The patient was asked to record automatic thoughts and recognize and respond to cognitive distortions. As homework, he was asked to write down automatic thoughts if he had difficulty falling asleep before an exam. One of the automatic thoughts was: “I’ll probably think about the exam again.” His answer was: “Now thoughts about the exam no longer matter. I'm prepared." Another thought: “I need to sleep now! I need eight hours of sleep!” and the answer: “I left time in reserve, so I have it. Sleep is not so important to worry about.” He managed to shift his attention and thoughts to a positive image: he imagined himself floating in clear blue water.

By observing his automatic thoughts in various situations (academic, sports, social), the patient learned to recognize dichotomous thinking (“with a shield or on a shield”) as a common cognitive distortion. When working with dichotomous thinking, two techniques helped the patient: transforming (reframing) the problem and creating a continuum between dichotomous categories. The patient's problem was transformed as follows.

Therapist. If someone ignores you, could there be other reasons than that you are a loser?

Patient. No. If I can't convince them that I'm important, I won't be able to attract them.

Therapist. How do you convince them of this?

Patient. To tell the truth, I exaggerate my successes. I lie about my grades in class or say I won a competition.

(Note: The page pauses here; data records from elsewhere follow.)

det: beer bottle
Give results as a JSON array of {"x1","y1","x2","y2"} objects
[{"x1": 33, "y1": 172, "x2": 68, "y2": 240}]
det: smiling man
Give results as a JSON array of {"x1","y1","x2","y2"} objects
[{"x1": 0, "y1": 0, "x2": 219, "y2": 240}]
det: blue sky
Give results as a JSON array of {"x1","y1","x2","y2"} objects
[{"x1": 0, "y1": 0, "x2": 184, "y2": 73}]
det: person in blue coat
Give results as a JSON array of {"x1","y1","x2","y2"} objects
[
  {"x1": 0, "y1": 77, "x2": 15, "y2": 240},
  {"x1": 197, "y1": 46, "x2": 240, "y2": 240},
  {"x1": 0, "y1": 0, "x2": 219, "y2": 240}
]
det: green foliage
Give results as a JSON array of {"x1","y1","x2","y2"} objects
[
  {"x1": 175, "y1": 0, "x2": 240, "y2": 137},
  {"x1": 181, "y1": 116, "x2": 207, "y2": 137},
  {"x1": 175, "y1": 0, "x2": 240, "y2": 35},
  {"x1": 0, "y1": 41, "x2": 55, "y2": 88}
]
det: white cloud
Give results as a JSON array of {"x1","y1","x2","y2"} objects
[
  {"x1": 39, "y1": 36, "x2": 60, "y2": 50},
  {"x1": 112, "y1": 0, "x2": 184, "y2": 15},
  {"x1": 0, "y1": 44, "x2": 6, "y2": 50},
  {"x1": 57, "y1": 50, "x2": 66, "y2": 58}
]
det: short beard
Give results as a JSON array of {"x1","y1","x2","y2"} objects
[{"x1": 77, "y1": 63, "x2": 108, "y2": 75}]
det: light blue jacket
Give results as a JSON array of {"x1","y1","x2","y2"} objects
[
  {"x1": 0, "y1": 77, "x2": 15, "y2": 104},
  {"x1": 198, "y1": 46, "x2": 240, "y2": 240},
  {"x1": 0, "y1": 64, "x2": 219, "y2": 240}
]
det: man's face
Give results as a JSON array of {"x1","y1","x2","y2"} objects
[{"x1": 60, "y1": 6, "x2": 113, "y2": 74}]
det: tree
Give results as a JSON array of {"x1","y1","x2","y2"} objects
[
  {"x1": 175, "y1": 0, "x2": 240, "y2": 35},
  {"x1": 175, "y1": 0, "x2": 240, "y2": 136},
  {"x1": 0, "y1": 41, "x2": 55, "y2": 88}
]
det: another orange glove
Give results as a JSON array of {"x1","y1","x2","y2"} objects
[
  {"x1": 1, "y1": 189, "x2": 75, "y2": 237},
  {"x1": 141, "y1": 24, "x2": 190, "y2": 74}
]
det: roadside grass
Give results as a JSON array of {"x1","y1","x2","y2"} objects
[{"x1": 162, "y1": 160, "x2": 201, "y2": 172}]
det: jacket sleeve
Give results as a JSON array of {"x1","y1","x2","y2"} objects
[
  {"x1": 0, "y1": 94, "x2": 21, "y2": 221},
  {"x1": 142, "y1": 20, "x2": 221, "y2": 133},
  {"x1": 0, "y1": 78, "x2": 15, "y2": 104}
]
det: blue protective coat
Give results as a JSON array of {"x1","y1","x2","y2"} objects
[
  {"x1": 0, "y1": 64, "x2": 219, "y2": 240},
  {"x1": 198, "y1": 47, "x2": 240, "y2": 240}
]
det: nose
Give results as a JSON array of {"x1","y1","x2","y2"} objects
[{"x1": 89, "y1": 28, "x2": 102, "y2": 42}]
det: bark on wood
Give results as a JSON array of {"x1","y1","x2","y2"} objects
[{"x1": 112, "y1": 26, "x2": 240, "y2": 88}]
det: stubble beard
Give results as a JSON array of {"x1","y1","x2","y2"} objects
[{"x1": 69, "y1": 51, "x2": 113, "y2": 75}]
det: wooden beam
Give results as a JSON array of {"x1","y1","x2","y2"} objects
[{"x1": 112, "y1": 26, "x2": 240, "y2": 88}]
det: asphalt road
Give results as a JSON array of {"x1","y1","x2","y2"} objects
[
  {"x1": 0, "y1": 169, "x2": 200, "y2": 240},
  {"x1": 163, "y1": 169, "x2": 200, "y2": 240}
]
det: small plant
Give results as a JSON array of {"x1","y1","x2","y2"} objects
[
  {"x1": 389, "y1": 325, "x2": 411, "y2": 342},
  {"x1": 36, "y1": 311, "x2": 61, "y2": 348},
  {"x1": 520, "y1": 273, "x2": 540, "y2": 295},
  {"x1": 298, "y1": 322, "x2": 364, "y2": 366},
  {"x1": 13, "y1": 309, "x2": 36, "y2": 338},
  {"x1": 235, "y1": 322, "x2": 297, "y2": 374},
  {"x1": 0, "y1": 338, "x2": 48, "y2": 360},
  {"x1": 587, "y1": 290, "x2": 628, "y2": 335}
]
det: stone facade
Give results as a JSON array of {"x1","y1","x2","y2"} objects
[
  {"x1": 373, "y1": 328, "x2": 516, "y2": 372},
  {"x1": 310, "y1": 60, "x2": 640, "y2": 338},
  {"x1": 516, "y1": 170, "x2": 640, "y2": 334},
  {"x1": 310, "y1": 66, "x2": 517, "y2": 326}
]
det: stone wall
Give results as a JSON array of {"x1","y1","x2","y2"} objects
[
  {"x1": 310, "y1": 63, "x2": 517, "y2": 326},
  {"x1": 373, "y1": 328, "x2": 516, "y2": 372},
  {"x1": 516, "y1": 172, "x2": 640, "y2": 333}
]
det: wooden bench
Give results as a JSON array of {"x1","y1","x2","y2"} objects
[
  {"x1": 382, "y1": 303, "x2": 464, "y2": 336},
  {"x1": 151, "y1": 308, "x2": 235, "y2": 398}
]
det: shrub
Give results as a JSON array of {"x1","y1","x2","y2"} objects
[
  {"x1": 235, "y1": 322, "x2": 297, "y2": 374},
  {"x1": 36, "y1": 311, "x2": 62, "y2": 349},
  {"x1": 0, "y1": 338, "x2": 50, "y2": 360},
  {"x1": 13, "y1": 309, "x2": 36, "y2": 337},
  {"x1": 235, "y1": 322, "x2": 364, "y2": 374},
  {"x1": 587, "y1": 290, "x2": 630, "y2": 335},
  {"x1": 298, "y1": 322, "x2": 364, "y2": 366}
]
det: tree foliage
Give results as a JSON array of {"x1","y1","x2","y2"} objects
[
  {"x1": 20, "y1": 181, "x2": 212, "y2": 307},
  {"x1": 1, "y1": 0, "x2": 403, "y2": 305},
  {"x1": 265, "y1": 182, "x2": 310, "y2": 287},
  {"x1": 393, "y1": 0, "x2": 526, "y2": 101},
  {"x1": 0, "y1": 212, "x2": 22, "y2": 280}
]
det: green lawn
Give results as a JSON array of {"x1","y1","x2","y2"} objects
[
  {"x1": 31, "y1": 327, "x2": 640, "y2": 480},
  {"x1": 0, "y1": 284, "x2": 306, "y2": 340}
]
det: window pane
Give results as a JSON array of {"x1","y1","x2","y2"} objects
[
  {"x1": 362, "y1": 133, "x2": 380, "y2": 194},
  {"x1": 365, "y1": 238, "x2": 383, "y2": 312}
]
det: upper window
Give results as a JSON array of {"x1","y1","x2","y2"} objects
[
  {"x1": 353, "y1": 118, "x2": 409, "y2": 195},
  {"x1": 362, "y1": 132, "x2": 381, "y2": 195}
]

Therapist. And how does it work?

Patient. Not very good actually. I am embarrassed and they are embarrassed by my stories. Sometimes they don't pay much attention, sometimes they leave me after I say too much about myself.

Therapist. So in some cases they reject you when you attract their attention to you?

Patient. Yes.

Therapist. Does it have anything to do with whether you're a winner or a loser?

Patient. No, they don't even know who I am inside. They just turn away because I talk too much.

Therapist. Yes. It turns out that they react to your speaking style.

The therapist moves the problem from a situation in which the patient reveals his inferiority to a situation characterized by a problem of social skills. (Input: “I’m being ignored because I’m a loser”; output: “I’m being ignored because my communication style doesn’t suit people.”) Moreover, the theme “I’m a loser” turned out to be so relevant for the patient that he calls it "the main belief." This assumption can be traced historically and its roots can be found in the parents' constant criticism of his mistakes and shortcomings. By analyzing his history, he was able to see that his lies prevented people from getting close to him and thereby reinforced his belief that they did not want to be friends with him. In addition, he believed that he owed all his success to his parents and not a single achievement was only his achievement. This made him angry and led to a lack of self-confidence.

Further treatment. As therapy progressed, homework assignments focused on social interaction. He learned to start conversations and ask questions to learn more about other people. He also learned to restrain himself when the urge to embellish himself arose. He learned to control the reactions of others to himself and discovered that, although they were different, they were generally positive. While listening to others, he noticed that he admired people who openly admitted their shortcomings and ridiculed their mistakes. This experience helped him understand that there is no point in dividing people, including himself, into “winners” and “losers.”

In recent sessions, the patient expressed the belief that his behavior reflected on his parents and vice versa. He said, "If they look good, it says something about me, and if I look good, it's a credit to them." In one task, he was asked to list the characteristics that distinguish him from his parents. He noted: "Understanding that my parents and I are different people makes me realize that I can stop lying." Understanding that he was different from his parents freed him from their absolutist standards and allowed him to become less shy when interacting with others.

As a result of therapy, the patient developed interests and hobbies that are not related to achievements. He began to set moderate and realistic goals for his education and began dating a girl.